The woman turned toward Rikku as if she had been expecting her and smiled.

"Did that sphere wash up ashore?" Rikku asked, closely inspecting the woman's green eyes. They didn't have spiraled pupils.

"Yes, it came right to me. Would you like it?" Her tone was sultry and soft. Rikku shook her head.

"No, it's yours. Does it work? Have you watched it?" Rikku asked. Though she didn't want to keep it, she was still curious about it.

"No, there isn't anything to watch." She glanced down at the glowing sphere cradled in her arms and than back toward the horizon.

"Well, then it could be a dressphere," Rikku said.

"Lady Rikku," the woman turned toward her, startling Rikku a bit. She had no idea this woman had recognized her. "Keep it. It is not mine, but yours. I had a dream, and this isn't mine." She extended her hand out and released the sphere, which Rikku barely caught. She caught a chill from the sea breeze as the woman turned away from her.

"Wait, what are you talking about?" Rikku yelled after her. The woman continued walking until she reached a brush at the end of the beach and disappeared through the thicket. The sand suddenly seemed alien and glossy under the sun's glow. She needed to get away from the beach. She put the sphere away, because it kept picking up the sunlight like a magnet.
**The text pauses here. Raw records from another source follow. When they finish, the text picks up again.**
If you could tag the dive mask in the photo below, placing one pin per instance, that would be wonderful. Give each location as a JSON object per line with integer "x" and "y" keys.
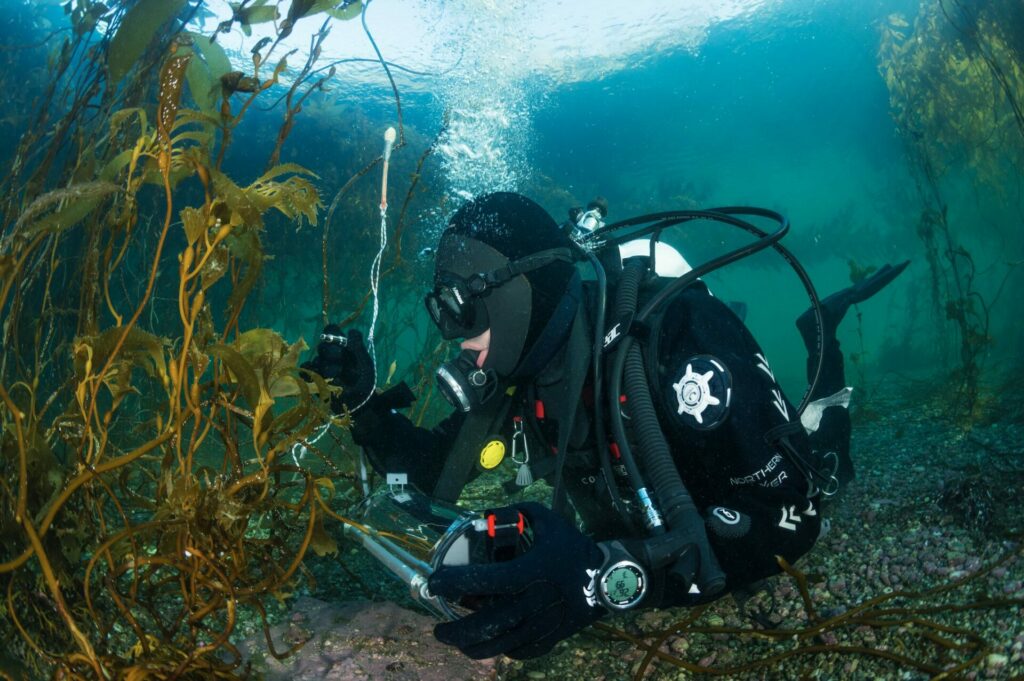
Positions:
{"x": 456, "y": 304}
{"x": 464, "y": 384}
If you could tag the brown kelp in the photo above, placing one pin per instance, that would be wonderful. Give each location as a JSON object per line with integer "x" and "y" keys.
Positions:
{"x": 954, "y": 80}
{"x": 146, "y": 499}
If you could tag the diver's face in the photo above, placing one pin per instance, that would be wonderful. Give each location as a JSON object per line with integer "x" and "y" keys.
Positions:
{"x": 479, "y": 344}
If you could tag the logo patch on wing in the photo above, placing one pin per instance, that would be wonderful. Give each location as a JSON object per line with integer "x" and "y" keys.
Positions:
{"x": 702, "y": 392}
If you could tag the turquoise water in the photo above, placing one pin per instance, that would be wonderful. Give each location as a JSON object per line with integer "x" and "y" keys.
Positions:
{"x": 778, "y": 104}
{"x": 656, "y": 107}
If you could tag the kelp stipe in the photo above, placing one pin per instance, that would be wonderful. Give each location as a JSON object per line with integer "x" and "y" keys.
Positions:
{"x": 144, "y": 500}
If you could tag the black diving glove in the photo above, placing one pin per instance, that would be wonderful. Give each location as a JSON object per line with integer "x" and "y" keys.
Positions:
{"x": 343, "y": 360}
{"x": 531, "y": 601}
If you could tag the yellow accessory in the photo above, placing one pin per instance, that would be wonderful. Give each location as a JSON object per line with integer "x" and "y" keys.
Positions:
{"x": 492, "y": 454}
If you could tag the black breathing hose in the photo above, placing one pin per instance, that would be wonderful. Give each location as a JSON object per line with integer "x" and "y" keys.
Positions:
{"x": 627, "y": 288}
{"x": 685, "y": 524}
{"x": 600, "y": 436}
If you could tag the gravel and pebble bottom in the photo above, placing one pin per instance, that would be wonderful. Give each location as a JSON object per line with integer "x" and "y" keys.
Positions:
{"x": 890, "y": 533}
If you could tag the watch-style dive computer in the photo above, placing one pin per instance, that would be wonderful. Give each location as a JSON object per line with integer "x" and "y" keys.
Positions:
{"x": 623, "y": 581}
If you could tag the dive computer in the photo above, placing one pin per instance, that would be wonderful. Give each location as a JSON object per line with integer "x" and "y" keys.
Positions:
{"x": 622, "y": 582}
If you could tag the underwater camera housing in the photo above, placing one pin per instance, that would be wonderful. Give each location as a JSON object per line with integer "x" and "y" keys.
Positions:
{"x": 413, "y": 535}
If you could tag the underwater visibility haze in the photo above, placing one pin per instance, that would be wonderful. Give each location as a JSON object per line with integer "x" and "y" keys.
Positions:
{"x": 194, "y": 188}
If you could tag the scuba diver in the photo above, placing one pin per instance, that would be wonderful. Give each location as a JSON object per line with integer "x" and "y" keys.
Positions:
{"x": 680, "y": 469}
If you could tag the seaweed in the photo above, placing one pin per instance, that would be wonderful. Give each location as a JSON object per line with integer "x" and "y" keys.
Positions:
{"x": 902, "y": 631}
{"x": 147, "y": 499}
{"x": 954, "y": 82}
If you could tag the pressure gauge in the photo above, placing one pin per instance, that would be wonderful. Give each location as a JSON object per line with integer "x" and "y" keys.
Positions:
{"x": 623, "y": 585}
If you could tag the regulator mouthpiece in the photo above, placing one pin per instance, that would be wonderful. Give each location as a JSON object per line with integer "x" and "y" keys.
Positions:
{"x": 389, "y": 136}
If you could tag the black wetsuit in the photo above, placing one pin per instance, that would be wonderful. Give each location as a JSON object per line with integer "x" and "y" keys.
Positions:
{"x": 756, "y": 501}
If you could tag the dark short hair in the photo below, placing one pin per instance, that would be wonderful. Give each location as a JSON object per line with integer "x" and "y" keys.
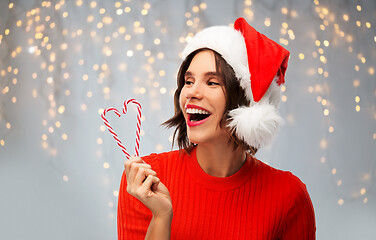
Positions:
{"x": 235, "y": 97}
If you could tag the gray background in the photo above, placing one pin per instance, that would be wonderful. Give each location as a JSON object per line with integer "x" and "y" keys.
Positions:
{"x": 51, "y": 188}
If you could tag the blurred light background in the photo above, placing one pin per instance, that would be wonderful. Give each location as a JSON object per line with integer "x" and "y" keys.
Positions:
{"x": 63, "y": 62}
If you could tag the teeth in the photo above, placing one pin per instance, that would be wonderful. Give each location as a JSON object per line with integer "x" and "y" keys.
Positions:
{"x": 196, "y": 111}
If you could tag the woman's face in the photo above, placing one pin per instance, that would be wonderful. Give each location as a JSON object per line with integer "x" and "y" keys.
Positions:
{"x": 202, "y": 99}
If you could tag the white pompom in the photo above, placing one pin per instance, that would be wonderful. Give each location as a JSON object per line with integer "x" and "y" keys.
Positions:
{"x": 256, "y": 125}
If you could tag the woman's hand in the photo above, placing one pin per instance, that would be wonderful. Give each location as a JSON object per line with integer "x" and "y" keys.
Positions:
{"x": 143, "y": 184}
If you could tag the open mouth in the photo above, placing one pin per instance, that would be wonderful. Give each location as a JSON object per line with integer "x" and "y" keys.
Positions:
{"x": 197, "y": 115}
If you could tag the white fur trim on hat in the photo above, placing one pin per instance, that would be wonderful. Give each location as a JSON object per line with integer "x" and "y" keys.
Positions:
{"x": 229, "y": 43}
{"x": 255, "y": 125}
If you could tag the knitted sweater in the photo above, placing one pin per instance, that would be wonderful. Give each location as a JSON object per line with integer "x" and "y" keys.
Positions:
{"x": 257, "y": 202}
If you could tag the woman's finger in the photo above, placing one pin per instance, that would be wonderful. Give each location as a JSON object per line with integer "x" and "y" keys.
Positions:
{"x": 142, "y": 173}
{"x": 145, "y": 189}
{"x": 134, "y": 167}
{"x": 128, "y": 163}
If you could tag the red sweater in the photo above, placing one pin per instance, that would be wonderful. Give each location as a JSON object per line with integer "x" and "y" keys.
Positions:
{"x": 257, "y": 202}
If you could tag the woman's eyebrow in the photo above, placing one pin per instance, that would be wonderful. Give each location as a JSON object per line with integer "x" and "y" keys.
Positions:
{"x": 216, "y": 74}
{"x": 207, "y": 74}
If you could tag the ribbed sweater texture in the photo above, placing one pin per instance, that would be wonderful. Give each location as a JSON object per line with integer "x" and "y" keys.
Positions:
{"x": 257, "y": 202}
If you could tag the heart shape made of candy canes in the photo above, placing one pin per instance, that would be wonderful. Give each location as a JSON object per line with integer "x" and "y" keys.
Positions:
{"x": 111, "y": 130}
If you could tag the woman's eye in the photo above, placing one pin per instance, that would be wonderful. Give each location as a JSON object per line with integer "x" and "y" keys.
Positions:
{"x": 188, "y": 82}
{"x": 211, "y": 83}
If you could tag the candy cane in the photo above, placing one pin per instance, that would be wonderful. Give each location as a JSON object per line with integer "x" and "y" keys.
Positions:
{"x": 111, "y": 130}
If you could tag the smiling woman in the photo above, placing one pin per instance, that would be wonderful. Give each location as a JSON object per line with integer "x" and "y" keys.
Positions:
{"x": 213, "y": 187}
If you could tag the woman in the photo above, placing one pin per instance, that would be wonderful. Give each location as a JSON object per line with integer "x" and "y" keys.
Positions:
{"x": 213, "y": 187}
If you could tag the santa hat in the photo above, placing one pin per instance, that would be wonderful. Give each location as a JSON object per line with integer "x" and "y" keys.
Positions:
{"x": 260, "y": 65}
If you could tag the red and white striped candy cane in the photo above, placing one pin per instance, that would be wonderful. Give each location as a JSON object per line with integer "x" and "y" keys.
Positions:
{"x": 111, "y": 130}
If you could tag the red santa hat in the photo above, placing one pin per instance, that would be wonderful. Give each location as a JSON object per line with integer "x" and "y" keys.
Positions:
{"x": 260, "y": 65}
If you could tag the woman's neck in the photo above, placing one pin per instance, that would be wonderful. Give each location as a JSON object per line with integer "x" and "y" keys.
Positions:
{"x": 220, "y": 159}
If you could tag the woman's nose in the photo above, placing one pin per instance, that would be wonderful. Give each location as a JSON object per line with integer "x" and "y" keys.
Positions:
{"x": 194, "y": 91}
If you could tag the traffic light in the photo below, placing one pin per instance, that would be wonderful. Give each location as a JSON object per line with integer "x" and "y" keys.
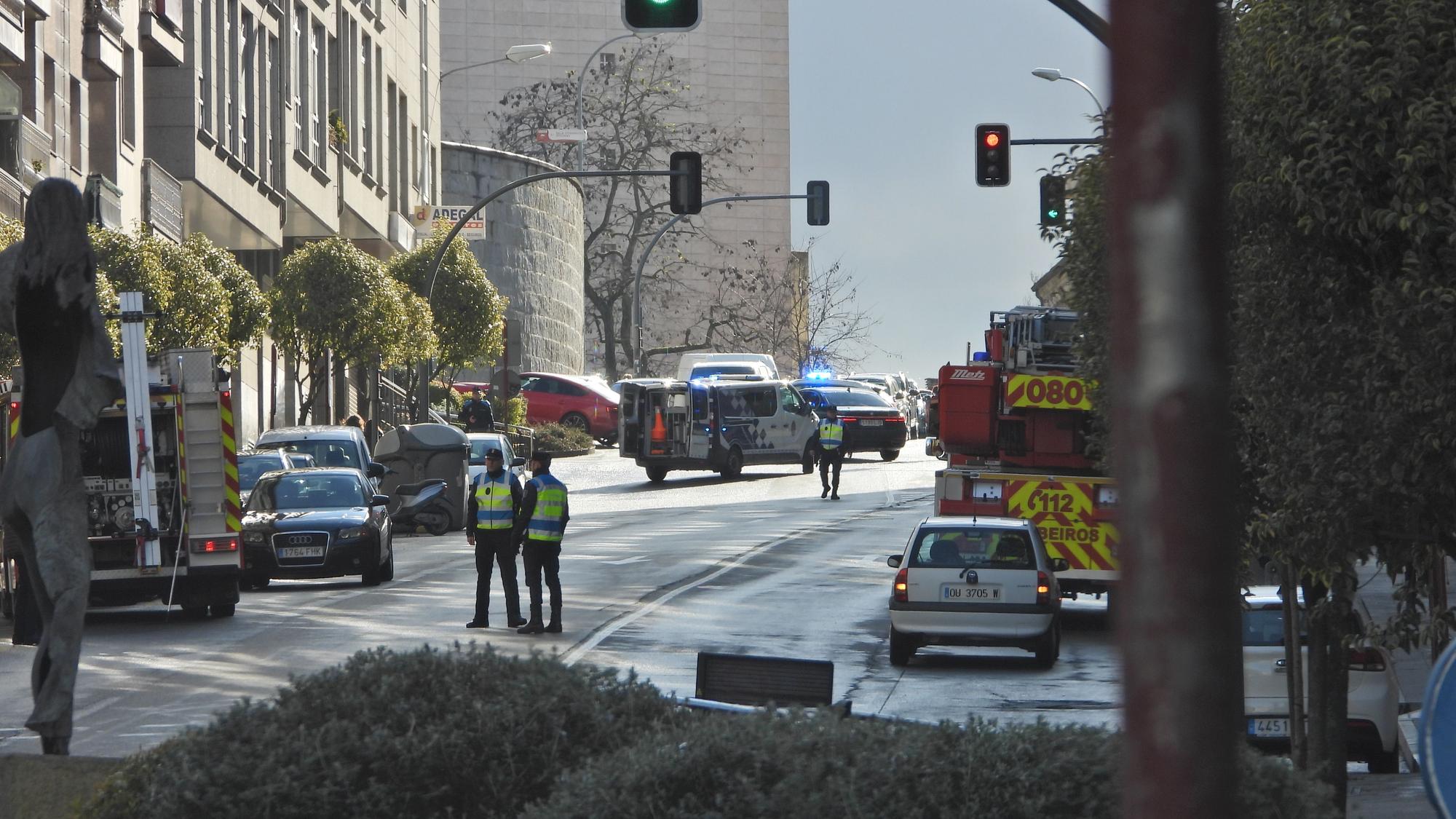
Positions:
{"x": 1053, "y": 200}
{"x": 687, "y": 186}
{"x": 992, "y": 155}
{"x": 819, "y": 203}
{"x": 662, "y": 15}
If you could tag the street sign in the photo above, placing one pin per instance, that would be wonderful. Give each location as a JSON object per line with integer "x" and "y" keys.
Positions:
{"x": 561, "y": 135}
{"x": 1438, "y": 729}
{"x": 426, "y": 218}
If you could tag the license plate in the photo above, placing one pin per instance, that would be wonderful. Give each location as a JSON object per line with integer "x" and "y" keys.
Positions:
{"x": 1269, "y": 727}
{"x": 956, "y": 592}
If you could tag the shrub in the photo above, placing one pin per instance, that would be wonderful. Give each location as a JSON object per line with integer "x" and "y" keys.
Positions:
{"x": 458, "y": 732}
{"x": 823, "y": 765}
{"x": 557, "y": 438}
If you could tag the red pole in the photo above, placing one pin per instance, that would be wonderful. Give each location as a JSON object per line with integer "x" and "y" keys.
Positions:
{"x": 1179, "y": 625}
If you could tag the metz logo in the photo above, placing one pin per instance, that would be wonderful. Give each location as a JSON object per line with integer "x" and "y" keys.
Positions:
{"x": 969, "y": 375}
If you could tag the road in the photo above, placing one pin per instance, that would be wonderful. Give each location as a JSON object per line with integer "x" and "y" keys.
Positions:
{"x": 652, "y": 576}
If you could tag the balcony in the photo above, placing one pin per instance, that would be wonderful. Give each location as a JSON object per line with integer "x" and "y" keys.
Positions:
{"x": 101, "y": 44}
{"x": 159, "y": 34}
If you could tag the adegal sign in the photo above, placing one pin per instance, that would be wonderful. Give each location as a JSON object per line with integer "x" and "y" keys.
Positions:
{"x": 427, "y": 216}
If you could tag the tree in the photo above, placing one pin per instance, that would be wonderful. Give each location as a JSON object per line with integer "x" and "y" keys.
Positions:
{"x": 637, "y": 114}
{"x": 468, "y": 312}
{"x": 333, "y": 296}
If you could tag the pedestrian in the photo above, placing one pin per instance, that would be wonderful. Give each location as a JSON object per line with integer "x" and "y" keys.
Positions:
{"x": 539, "y": 528}
{"x": 832, "y": 449}
{"x": 496, "y": 497}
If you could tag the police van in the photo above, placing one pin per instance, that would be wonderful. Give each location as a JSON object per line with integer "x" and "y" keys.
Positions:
{"x": 720, "y": 424}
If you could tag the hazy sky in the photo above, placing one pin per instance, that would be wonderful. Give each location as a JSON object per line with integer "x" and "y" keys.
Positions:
{"x": 886, "y": 98}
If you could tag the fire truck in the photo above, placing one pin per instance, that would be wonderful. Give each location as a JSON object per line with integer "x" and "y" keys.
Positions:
{"x": 1013, "y": 426}
{"x": 162, "y": 503}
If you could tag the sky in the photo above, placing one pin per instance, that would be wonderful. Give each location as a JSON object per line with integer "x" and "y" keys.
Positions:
{"x": 885, "y": 103}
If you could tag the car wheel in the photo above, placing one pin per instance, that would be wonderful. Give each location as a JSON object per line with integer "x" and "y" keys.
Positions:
{"x": 1051, "y": 646}
{"x": 1385, "y": 762}
{"x": 902, "y": 649}
{"x": 733, "y": 467}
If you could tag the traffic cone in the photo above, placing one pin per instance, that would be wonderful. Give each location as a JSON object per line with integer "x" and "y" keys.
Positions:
{"x": 659, "y": 433}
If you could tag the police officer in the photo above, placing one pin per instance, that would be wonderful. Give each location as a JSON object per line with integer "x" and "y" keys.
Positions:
{"x": 832, "y": 449}
{"x": 539, "y": 528}
{"x": 496, "y": 497}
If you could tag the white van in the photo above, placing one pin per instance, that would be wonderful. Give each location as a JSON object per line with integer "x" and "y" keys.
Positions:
{"x": 726, "y": 363}
{"x": 716, "y": 424}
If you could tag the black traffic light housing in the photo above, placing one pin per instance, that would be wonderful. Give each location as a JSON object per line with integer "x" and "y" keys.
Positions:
{"x": 662, "y": 15}
{"x": 1053, "y": 200}
{"x": 687, "y": 184}
{"x": 819, "y": 203}
{"x": 992, "y": 155}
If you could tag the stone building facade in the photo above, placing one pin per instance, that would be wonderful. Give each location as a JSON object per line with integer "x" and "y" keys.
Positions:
{"x": 532, "y": 253}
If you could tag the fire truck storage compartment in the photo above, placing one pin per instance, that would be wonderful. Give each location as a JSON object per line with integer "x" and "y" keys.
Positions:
{"x": 969, "y": 404}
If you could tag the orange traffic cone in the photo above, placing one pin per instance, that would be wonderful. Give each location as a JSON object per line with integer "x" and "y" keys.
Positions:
{"x": 659, "y": 435}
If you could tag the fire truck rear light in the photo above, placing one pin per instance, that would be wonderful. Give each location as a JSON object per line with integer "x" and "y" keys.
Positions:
{"x": 209, "y": 545}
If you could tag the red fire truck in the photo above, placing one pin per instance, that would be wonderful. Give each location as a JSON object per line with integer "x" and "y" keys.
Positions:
{"x": 1013, "y": 424}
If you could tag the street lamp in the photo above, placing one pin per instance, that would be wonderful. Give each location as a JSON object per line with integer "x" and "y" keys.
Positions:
{"x": 1053, "y": 75}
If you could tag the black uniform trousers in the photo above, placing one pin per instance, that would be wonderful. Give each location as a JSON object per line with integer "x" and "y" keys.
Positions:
{"x": 831, "y": 456}
{"x": 542, "y": 557}
{"x": 499, "y": 545}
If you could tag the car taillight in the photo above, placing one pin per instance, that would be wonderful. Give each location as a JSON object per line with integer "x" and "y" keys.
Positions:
{"x": 207, "y": 545}
{"x": 1366, "y": 660}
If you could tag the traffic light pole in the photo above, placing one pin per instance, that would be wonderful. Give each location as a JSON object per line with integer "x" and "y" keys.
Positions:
{"x": 637, "y": 282}
{"x": 480, "y": 206}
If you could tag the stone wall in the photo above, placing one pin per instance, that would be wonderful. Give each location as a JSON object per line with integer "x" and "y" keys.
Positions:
{"x": 532, "y": 251}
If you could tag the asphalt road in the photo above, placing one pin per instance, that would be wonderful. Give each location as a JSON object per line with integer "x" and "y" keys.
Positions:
{"x": 652, "y": 576}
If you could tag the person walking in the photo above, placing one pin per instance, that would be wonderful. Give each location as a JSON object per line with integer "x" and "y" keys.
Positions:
{"x": 832, "y": 449}
{"x": 539, "y": 529}
{"x": 496, "y": 497}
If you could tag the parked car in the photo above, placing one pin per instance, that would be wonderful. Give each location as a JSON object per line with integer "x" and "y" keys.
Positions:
{"x": 976, "y": 582}
{"x": 574, "y": 401}
{"x": 1374, "y": 695}
{"x": 871, "y": 423}
{"x": 317, "y": 523}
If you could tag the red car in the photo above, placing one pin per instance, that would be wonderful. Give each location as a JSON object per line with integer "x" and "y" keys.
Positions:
{"x": 576, "y": 401}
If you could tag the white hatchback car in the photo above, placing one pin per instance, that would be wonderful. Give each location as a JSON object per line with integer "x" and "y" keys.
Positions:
{"x": 1374, "y": 698}
{"x": 976, "y": 582}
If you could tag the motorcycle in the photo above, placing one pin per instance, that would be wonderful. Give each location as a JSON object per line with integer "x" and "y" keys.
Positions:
{"x": 422, "y": 505}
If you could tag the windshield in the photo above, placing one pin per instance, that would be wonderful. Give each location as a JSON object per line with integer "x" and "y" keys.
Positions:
{"x": 972, "y": 547}
{"x": 308, "y": 490}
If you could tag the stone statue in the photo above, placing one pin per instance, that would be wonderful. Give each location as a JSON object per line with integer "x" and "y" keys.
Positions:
{"x": 49, "y": 302}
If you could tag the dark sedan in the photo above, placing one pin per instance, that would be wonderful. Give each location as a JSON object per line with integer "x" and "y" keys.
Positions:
{"x": 871, "y": 423}
{"x": 320, "y": 522}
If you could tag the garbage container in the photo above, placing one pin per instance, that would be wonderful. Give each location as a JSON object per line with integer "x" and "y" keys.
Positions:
{"x": 419, "y": 452}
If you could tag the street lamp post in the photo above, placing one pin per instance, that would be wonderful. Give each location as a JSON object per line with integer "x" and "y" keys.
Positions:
{"x": 1053, "y": 75}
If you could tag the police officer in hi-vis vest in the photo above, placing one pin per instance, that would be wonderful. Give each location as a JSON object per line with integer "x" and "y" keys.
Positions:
{"x": 541, "y": 525}
{"x": 832, "y": 449}
{"x": 496, "y": 496}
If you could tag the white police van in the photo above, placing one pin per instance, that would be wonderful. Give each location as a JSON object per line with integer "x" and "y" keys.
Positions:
{"x": 720, "y": 424}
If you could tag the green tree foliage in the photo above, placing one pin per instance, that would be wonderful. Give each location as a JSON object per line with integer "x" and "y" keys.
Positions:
{"x": 468, "y": 312}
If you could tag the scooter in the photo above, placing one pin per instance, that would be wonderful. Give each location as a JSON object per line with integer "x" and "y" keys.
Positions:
{"x": 422, "y": 505}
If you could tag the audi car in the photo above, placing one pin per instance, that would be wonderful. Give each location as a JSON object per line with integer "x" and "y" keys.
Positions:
{"x": 318, "y": 522}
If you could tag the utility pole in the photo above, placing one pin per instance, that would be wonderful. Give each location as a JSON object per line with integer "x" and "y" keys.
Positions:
{"x": 1179, "y": 622}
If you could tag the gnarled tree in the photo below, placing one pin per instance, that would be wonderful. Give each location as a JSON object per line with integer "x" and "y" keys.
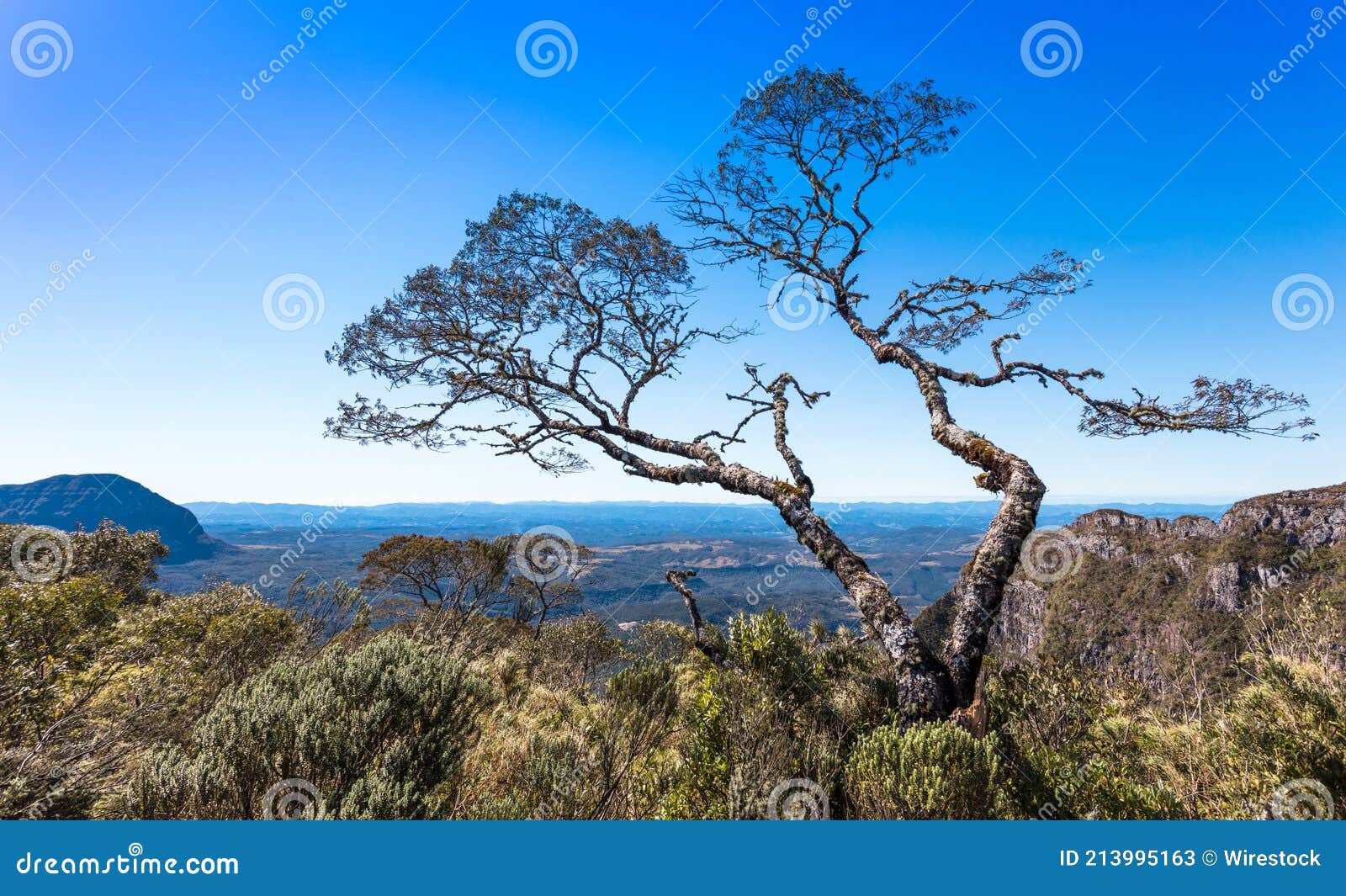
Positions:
{"x": 793, "y": 194}
{"x": 552, "y": 321}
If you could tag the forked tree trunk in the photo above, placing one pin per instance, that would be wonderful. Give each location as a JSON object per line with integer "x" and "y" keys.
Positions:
{"x": 982, "y": 584}
{"x": 924, "y": 684}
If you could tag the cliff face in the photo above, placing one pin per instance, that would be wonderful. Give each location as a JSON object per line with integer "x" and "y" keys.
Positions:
{"x": 85, "y": 501}
{"x": 1154, "y": 596}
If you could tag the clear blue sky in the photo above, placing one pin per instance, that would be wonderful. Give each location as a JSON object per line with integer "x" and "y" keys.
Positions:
{"x": 363, "y": 155}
"Only me. Only this kind of crap happens to me," she muttered and pouted looking at the strange sphere in her hands. "Now I know how Yunie feels. Some people are creepy."

Noting that the tide had risen some since she began her promenade, she turned back, not willing to chase after the woman. It had been a harmless gift after all, and maybe she could get use of it. Too tired and a little resistant to try it on when she got to her room, she placed it in her bag and decided to sleep. The Den of Woe took precedence over everything else, so she drank some calming tea they sold down at gift shop and tried to sleep. It would be the most sleep she would have for a while.